There’s some interesting backstory to the Tehran protests in, of all places, this month’s UK edition of GQ – which, as chance would have it, sent Ed Caesar off to do a piece on Tehran’s party scene not long before this month’s elections. His observations are fascinating in the light of subsequent events.
The article’s not on the web, but here are a few excerpts:
Two thirds of Iranians are under 30 years old, a product of the huge loss of life in the Iran-Iraq war of the Eighties and the subsequent baby boom. And, while many of this generation have left (every year 150,000 relocate to America, Britain, Australia and Canada), a significant number have stayed.
Now, a minority of the most daring young people – steeped in Western influences through travel, satellite TV and the internet – have created a home-grown scene that is wild, addictive and constricted to the inside of each other’s homes. In public, they play ball with the Islamic regime. In private, they just play.
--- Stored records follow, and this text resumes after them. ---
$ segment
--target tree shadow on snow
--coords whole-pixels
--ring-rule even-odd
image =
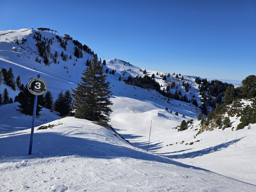
[[[243,137],[237,139],[236,142],[239,141],[240,140],[243,139]],[[164,153],[162,154],[158,154],[158,155],[170,158],[170,159],[184,159],[185,158],[194,158],[196,157],[199,156],[203,156],[205,155],[214,152],[216,152],[219,151],[220,151],[223,149],[227,148],[229,146],[234,144],[236,142],[235,140],[233,140],[226,143],[221,143],[219,145],[217,145],[215,146],[213,146],[208,148],[204,149],[198,151],[192,151],[188,153],[182,153],[182,154],[177,154],[174,155],[168,155],[168,153]],[[173,153],[178,153],[179,152],[182,152],[182,150],[180,151],[176,151],[175,152],[171,152],[169,153],[169,154]]]
[[[115,145],[90,138],[68,136],[52,132],[36,133],[36,131],[35,131],[34,135],[32,154],[30,155],[28,155],[30,134],[1,138],[0,140],[0,163],[74,155],[95,159],[126,157],[203,169],[147,153],[146,150],[137,150],[128,144],[127,147],[120,146],[118,144]],[[146,143],[144,144],[147,148]],[[153,146],[157,147],[160,144]]]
The Tehran party scene may be the by-product of a repressive state, but it’s anything but a revolutionary breeding ground. When politics is discussed at these gatherings, it is only to confirm who will be voting in the elections, or whether it’s all a waste of time. No plots are hatched. But the Iranian intelligence agencies, clearly, think differently.
Jafar, a wisecracking 25-year-old pianist whose father was a member of Frozen Hot Tall, Iran’s first rock band in the Sixties, tries to explain what the parties are really about. “Tehran is out-of-control crazy,” he says. “But it’s not healthy. Everyone is doing everything to extremes. I was at a party the other day. There were 80 people there – from 15-year-old kids to old people of 75 – and everyone was so drunk it was unreal. Our use of drugs, our relationships, our parties, everything is so extreme. And, when the police come, we have to pay them a lot to bribe them to go away.” …
One story doing the rounds in north Tehran concerns a rich, gay art collecter who recently threw the mother of all parties at his house in the suburbs. When the police burst through the front door, they not only found people dressed inappropriately, but a smorgasbord of drugs, including cocaine and ecstasy. The icing on the cake was the owner’s collection of irreverent artworks, including his paintings of mullahs in compromising positions. The story goes that he had to pay $200,000 for the problem to go away – an unofficial record.
Markan … tells me that he travelled to Germany with his band, Dash, to play some gigs but, despite the freedoms he enjoyed there, couldn’t wait to get home. “I was so homesick for my family, I cried when I spoke to my father,” he says, without shame.
Here seems to be the key to understanding the party people of Tehran. They are a generation trapped between the past and the present – a group who still believe in the importance of family, but who want the freedom to express themselves as individuals. When you understand this, you start to see the parties not as displays of Western hedonism, but as something much richer, and more Persian. They are places where everyone knows everyone. They are family.
“Thank God for these peple,” says Golsa, of her friends. “If we didn’t find each other, we’d go mad.”